Abriendo Twitter esta mañana, me encuentro con que entre las tendencias del momento, o Trending Topic, está la frase “Juan Carlos y Corinna”. La abro y me encuentro con el artículo del diario El Español, sí, el de Pedro Jota, otro que también tuvo su romance tórrido extramatrimonial, que cuenta todo lo que pasó entre Juan Carlos I y Corinna durante tres años.

También me encuentro con parodias, eso que llaman “memes”, como uno en que aparecen Homer y Marge Simpson desnudos en la cama, cuando eran jóvenes y él, aunque cueste imaginárselo, tenía pelo en la cabeza y estaba delgado. Se supone que representan a Juan Carlos y Corinna discutiendo sobre asuntos de Estado sin asesores al lado, o qué sé yo.

Entonces pensé que, como inmortalizó el inefable programa Gran Hermano, el Monarca y la aristócrata alemana tuvieron un “edredoning”. No voy a entrar en si ello es lícito o no, por que entraríamos en lo de las páginas webs que ofrecen la posibilidad de tener líos fuera del matrimonio para esposas aburridas. Y ahí las comprendo, yo mismo estuve enamorado años de una de ellas, y era una bellísima persona, siempre sincera y jamás me mintió.
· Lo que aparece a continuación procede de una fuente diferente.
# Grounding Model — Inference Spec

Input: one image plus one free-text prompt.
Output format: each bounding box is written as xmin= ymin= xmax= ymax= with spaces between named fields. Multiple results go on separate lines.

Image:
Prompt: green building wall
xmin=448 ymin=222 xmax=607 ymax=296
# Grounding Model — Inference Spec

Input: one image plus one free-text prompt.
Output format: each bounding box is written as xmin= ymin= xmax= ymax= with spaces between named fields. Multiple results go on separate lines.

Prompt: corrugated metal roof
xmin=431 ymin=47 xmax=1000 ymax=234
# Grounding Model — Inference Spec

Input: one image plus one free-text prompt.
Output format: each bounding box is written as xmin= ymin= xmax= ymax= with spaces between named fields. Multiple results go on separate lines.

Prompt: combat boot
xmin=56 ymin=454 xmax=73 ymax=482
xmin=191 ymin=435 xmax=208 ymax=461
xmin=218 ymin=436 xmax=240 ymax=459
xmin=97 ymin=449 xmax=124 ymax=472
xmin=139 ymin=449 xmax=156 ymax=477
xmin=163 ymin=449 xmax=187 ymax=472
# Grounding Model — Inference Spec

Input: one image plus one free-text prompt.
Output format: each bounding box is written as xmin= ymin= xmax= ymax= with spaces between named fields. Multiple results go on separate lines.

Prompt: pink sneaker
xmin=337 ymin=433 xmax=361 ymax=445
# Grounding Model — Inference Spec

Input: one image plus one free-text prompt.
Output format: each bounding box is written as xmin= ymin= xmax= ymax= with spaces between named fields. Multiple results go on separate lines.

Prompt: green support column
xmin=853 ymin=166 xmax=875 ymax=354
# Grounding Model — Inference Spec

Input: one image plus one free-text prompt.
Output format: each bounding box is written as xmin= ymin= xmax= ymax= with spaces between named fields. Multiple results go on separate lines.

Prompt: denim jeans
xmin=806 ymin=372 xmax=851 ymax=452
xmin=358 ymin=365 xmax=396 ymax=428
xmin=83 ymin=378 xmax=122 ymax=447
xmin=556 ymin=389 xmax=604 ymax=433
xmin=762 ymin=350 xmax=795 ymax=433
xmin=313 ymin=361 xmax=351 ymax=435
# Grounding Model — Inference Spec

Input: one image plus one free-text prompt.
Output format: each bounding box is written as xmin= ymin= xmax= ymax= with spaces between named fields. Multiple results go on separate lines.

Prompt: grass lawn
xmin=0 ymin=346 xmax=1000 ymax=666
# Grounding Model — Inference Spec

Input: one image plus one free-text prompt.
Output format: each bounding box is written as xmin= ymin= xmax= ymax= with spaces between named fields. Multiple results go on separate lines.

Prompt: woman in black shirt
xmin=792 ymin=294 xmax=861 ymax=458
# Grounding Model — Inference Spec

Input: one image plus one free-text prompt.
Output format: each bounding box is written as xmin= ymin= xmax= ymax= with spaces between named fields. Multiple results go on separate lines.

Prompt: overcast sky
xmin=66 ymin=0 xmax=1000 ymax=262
Volviendo a Juan Carlos y Corinna, ahora los mismos medios que dijeron que todo eso eran calumnias, que todo es por que hay mucha envidia ante el Rey emérito y todo eso, recuerdo que hace años era casi un dios, todos hubieran dado la vida por verle recibiendo el Premio Nobel de la Paz (lo decía hasta el personaje del escritor que encarnaba Antonio Ferrandis en “Volver a empezar” de José Luis Garci). Pero lo de la cacería de Botswana arruinó su imagen en pocos segundos.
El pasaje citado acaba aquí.